Black Friday was hardly a discount situation when it comes to Amazon’s sports viewership on the unofficial holiday.
The streaming and online retail giant said Thursday that it averaged 16.33 million viewers in the U.S. on Amazon Prime Video for its Nov. 28 National Football League game between the Bears and Eagles. The figure is up 21% from last year’s 13.51 million average viewers for a Raiders-Chiefs game, and up 70% from the debut Black Friday NFL game in 2023 between the Jets and Dolphins.
According to Nielsen, the Bears-Eagles game was the most-watched sporting event on Black Friday since at least 1991, beating a 2022 FIFA men’s World Cup game on Fox between the U.S. and England.
The hefty increase for Amazon follows a record-setting Thanksgiving Day for the NFL involving Fox, CBS, and NBC, and burnishes the league’s immense power across the holiday weekend.

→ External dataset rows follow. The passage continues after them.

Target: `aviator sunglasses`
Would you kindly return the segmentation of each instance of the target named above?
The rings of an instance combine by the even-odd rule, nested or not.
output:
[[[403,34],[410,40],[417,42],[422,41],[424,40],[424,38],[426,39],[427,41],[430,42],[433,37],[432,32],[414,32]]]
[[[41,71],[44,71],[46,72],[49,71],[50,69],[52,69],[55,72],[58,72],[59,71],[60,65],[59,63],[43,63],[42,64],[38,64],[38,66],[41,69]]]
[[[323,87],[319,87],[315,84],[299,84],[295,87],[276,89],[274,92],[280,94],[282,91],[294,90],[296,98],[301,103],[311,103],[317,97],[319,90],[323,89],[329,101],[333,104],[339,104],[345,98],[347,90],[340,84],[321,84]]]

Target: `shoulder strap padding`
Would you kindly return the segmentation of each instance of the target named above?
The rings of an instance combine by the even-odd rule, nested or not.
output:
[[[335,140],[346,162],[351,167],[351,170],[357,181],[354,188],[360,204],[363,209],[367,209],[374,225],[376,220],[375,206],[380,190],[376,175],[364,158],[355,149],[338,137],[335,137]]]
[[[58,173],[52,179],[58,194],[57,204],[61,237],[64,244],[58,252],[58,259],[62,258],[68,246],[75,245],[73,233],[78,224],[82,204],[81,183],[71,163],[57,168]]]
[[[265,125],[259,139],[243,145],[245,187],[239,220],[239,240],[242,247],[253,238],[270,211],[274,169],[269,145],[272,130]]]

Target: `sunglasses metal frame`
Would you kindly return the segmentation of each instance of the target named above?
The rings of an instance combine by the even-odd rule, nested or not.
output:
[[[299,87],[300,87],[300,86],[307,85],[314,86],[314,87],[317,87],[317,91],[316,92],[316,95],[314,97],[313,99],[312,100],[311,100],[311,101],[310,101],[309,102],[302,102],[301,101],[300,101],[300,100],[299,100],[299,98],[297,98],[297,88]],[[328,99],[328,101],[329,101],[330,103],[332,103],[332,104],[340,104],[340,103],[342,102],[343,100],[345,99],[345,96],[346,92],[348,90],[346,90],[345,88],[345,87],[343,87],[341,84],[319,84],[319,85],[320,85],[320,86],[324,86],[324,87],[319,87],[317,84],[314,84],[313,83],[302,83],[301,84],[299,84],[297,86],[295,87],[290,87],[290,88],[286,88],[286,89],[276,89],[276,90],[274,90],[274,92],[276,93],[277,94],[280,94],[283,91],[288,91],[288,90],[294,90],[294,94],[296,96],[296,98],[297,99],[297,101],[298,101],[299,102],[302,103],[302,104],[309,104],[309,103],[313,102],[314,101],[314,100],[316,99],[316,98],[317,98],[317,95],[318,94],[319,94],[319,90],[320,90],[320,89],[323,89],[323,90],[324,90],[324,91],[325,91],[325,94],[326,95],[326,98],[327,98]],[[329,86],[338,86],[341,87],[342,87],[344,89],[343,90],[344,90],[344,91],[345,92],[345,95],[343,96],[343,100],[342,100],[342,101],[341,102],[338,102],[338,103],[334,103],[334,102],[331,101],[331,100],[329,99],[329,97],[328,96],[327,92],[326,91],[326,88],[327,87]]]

In addition to the NFL audience, Amazon also said it averaged 2.09 million viewers for two NBA games, beating a comparable basketball window last year by 121% and representing Amazon’s most-watched broadcasts of the league so far.
The full day and night of live sports, amounting to more than 15 hours of coverage, represented a landmark moment in the company’s history.
The Bears-Eagles game was shown globally for free following a recent adjustment to the broadcast plan with the NFL, and in addition to the U.S. audience, the contest reached a total of 5.29 million viewers, according to Amazon’s first-party data. The U.K., Germany, and Japan were the top international draws.
Another Game?
NFL executives have downplayed the possibility of adding a fourth game on Thanksgiving to tap further into what is the league’s biggest viewership day of the regular season. Adding to the Black Friday schedule, however, is more possible.
League commissioner Roger Goodell told The Wall Street Journal that he isn’t ruling out such changes, and that “we’re going to look at everything. I would expect that there will be changes going forward.”
Making such a move, however, would require working further around the Sports Broadcasting Act of 1961. That provision, designed to help protect college and high school football, prohibits “all or a substantial part” of pro football games airing on Fridays after 6 p.m. ET between the second Friday of September each year and the second Saturday in December.
Adding a second Black Friday game, as a result, would likely require scheduling that one before the existing one that starts at 3 p.m. ET.